For clinical stakeholders, use of specific diagnostic terms and “disorders” or “differences of sex development” without reference (or with negative reference) to alternative social models of understanding intersex variations can be considered part of a model of practice designed to educate families and promote compliance with treatment (Carpenter 2021; Hutson et al. 2020). Like LGBT health stakeholders, clinical stakeholders can also frame “DSDs” in ways that contest the identities and sexes of people with intersex variations. For example, “DSD women” are presented as illustrating a “new realm of gender fluidity” in a sports consensus statement co-authored by the director of the Murdoch Children’s Research Institute, Melbourne (Hamilton et al. 2021, 5). Clinical guidelines in sport also promote the idea that women with DSDs who refuse medical intervention should compete in a third sex category of sport (Karkazis and Carpenter 2018).
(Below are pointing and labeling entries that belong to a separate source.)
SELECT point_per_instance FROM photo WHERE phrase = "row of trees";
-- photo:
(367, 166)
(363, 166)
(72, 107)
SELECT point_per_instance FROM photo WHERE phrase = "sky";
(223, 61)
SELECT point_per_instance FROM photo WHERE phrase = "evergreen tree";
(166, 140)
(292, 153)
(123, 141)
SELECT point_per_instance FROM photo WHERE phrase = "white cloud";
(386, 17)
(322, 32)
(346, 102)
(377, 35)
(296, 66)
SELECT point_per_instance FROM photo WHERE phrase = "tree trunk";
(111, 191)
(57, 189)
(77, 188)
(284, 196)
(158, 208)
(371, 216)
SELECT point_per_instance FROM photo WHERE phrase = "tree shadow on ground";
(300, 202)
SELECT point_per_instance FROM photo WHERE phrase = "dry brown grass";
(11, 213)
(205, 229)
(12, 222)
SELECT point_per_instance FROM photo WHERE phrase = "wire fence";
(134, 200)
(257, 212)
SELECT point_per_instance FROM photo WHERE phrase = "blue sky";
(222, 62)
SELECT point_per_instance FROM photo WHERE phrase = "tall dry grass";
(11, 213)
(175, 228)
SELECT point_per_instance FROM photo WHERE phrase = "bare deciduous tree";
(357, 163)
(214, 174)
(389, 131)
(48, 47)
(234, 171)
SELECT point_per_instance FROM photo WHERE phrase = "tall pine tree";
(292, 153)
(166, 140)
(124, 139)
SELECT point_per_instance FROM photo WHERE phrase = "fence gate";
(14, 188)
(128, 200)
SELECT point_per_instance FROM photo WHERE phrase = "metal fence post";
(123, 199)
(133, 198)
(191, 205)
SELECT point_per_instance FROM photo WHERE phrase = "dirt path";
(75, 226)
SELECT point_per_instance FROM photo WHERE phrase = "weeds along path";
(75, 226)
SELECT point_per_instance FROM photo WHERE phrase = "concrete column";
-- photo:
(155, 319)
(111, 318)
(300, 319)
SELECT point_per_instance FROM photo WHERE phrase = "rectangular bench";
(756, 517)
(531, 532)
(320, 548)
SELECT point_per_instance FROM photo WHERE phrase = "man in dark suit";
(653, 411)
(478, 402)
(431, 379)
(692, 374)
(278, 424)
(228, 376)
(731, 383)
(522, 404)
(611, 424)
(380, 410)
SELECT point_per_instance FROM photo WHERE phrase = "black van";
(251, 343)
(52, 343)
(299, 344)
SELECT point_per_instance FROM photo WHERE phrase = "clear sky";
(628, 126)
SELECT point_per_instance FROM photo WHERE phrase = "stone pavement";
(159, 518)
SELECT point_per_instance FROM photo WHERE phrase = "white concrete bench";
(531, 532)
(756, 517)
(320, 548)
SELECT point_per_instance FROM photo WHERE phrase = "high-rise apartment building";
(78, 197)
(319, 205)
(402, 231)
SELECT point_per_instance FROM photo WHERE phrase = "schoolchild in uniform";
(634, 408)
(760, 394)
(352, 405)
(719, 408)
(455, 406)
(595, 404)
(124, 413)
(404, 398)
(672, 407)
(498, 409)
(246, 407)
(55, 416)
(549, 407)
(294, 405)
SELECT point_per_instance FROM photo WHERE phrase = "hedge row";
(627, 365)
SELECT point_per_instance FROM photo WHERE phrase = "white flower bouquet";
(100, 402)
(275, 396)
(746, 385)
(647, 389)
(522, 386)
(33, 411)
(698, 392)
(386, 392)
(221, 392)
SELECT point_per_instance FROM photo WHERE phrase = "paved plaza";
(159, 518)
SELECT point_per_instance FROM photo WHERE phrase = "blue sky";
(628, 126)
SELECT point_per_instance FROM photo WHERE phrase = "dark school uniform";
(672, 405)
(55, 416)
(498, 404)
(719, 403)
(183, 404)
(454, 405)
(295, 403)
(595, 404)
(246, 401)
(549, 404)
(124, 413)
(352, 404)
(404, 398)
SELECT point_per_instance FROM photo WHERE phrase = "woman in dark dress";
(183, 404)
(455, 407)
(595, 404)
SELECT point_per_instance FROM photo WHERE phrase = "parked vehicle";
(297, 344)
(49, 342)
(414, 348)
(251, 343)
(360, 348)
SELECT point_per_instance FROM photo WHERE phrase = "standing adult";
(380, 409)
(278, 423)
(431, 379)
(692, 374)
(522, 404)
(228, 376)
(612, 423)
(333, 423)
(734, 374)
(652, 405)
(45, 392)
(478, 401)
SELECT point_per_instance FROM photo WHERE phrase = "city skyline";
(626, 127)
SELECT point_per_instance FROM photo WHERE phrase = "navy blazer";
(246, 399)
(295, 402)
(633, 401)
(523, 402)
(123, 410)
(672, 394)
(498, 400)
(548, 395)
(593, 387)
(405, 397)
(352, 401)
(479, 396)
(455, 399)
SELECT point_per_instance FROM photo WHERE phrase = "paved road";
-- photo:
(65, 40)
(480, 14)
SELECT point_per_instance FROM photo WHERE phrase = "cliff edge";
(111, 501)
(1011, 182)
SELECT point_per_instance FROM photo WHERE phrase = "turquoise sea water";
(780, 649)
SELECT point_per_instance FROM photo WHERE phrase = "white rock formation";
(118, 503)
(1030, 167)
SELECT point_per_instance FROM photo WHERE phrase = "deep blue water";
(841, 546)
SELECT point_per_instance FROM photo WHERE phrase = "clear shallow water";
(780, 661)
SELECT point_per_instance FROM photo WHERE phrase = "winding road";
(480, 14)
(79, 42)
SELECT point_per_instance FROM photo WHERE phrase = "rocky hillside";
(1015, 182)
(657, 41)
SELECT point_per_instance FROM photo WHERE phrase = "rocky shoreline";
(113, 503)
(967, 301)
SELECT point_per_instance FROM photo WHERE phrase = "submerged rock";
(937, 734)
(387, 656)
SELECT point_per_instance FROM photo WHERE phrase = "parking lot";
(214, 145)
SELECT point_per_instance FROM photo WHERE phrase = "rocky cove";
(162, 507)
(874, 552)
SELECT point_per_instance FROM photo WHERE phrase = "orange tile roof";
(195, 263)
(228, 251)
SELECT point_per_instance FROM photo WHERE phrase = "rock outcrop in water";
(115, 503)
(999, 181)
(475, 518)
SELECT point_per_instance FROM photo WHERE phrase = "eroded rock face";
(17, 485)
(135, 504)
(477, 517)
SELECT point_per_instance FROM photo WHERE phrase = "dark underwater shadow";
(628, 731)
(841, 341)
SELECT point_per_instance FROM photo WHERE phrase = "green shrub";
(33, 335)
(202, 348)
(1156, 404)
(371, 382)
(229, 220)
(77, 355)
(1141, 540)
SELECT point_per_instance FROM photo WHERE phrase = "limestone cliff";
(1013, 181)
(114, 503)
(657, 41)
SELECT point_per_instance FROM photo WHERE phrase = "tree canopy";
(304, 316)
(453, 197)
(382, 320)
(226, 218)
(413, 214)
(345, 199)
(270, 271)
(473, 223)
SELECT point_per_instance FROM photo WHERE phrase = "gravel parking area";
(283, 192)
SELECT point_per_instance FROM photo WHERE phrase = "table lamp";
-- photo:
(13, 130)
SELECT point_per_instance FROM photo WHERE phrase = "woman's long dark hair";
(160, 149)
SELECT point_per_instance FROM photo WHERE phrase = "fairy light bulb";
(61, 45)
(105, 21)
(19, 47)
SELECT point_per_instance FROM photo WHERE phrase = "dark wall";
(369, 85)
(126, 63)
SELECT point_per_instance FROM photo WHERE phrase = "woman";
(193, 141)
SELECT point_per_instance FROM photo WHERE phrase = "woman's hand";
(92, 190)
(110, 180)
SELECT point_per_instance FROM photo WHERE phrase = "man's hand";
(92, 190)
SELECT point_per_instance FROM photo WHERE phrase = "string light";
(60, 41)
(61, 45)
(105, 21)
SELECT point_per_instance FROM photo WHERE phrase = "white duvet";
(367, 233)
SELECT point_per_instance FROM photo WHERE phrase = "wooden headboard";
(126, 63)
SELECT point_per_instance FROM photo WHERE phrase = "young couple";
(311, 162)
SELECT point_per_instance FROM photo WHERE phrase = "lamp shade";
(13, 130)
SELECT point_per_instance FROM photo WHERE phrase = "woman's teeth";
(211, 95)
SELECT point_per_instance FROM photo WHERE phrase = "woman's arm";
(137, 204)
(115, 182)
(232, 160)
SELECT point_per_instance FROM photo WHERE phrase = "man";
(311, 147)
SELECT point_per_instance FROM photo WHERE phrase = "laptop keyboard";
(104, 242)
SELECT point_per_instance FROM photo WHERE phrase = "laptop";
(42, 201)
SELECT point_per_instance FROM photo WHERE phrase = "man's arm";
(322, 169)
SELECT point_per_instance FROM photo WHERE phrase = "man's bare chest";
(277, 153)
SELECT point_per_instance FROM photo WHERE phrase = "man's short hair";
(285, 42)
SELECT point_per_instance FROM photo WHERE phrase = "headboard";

A better way forward might be for resources to continue to utilise commonly-understood terms (i.e. “intersex variations”), but to also respectfully recognise a range of terms used by community members. At the same time, funders should insist that service providers respect the diversity of the population of people with intersex variations, including in relation to age across the lifespan, and in relation to sex, gender, sexual orientation and gender identity. Funders should insist that stakeholders meaningfully address and service the healthcare and related human rights concerns of the communities they claim to service or represent, including those concerns expressed by the communities of people with intersex variations. Inclusion should be accompanied by representation in senior staffing and/or board positions. This has implications for service funders and public institutions, in addition to service providers.